CEMAL KARABAŞ

CEMAL KARABAŞ

YAZSAM OKUYAN YOK , YAZMASAM GÖNLÜM RAZI DEĞİL

Efendim hadise malumunuz ; Mübarek Ramazan günü kapımızı çalan  Bay Niko’ya   kapımızı soframızı açtık. İftara davet ettik. 

İftardan önce     misafir Bakan Niko, gazeteciler önüne geçip  “Türkiye Doğu Akdeniz ve Ege’de hukuksuz adımlar atıyor” deyince  Bakanımız  Sayın Mevlüt Çavuşoğlu, şöyle yan döndü ve  “  İçeride kalp kırmadık… 80 bin göçmeni siz denize ittiniz…Siz Türk azınlığa Türk demiyorsunuz ”  diyerek ağzının payını verdi. Bakanımız , Yunan Bakan Niko’ya 

-Misafirsen misafirliğini bil Niko!  Haddini aşma , dedi.
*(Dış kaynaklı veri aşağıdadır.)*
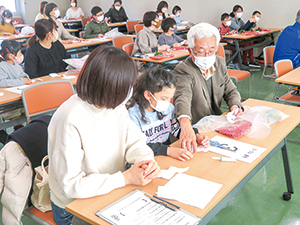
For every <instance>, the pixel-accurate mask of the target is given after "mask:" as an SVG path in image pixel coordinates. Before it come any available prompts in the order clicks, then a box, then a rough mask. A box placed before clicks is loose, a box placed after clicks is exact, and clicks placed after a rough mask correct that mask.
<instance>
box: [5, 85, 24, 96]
mask: <svg viewBox="0 0 300 225" xmlns="http://www.w3.org/2000/svg"><path fill="white" fill-rule="evenodd" d="M28 86H29V85H21V86H17V87H11V88H6V89H4V90H6V91H10V92H14V93H17V94H22V90H23V89H24V88H26V87H28Z"/></svg>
 Sonra da “misafir” i sofraya buyur etti. Yedirip içirdi, sonra da kapıya kadar geçirdi. Sayın Bakan arkasından;

-”Lafını bilmeyen çavuşlar gider şeyini avuçlar !..Yürü  at arabası anca gidersin, demiş midir. Bilemiyoruz.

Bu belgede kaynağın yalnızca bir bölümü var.